Gender and all ΔmHLA-DRs were entered in the multivariate regression analysis because their P values were lower than 0.1 in univariate analysis. Given that different ΔmHLA-DRs were correlated with each other (a circumstance that would lead to collinearity if they were in the same model), different ΔmHLA-DRs were entered into the multivariate logistic regression model separately. After being adjusted for gender, the results indicated that ΔmHLA-DR₃ (P < 0.001), ΔmHLA-DR₇ (P < 0.001), and ΔmHLA-DR_7-3 (P = 0.022) were associated with a higher mortality (Table 3).

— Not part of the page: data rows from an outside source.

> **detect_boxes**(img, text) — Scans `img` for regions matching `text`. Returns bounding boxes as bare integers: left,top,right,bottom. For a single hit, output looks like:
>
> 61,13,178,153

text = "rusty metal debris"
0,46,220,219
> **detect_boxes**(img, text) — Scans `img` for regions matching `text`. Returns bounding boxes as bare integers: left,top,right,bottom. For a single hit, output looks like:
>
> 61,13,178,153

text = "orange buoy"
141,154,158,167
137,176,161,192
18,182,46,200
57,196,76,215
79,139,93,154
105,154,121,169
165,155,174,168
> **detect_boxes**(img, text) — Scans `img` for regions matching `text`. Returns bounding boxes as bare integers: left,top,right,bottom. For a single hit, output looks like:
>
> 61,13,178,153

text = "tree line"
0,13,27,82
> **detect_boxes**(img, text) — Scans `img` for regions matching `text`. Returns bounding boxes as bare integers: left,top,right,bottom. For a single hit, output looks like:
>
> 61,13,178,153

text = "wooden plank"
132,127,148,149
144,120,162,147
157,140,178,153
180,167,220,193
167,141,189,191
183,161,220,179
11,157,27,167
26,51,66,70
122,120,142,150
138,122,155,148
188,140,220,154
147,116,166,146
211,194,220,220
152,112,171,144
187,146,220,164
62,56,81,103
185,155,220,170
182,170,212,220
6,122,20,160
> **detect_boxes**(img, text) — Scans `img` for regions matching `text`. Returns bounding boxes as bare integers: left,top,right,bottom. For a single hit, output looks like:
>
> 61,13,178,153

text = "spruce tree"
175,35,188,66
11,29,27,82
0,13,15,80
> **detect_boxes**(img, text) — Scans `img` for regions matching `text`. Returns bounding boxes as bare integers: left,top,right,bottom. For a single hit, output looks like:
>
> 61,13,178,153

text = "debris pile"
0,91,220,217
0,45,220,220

The 28-day mortality of patients with mHLA-DR expression of not more than 30% and those greater than 30% on days 0, 3, and 7 was compared, respectively. There was no significant difference in 28-day mortality between patients with mHLA-DR expression of not more than 30% and those greater than 30% on day 0 (50% (5/10) versus 26.1% (18/69), P = 0.120), day 3 (37.5% (3/8) versus 20.3% (13/64), P = 0.364), and day 7 (25.0% (1/4) versus 14.5% (9/62), P = 0.490), although non-survivors tended to exhibit lower mHLA-DR expression than survivors.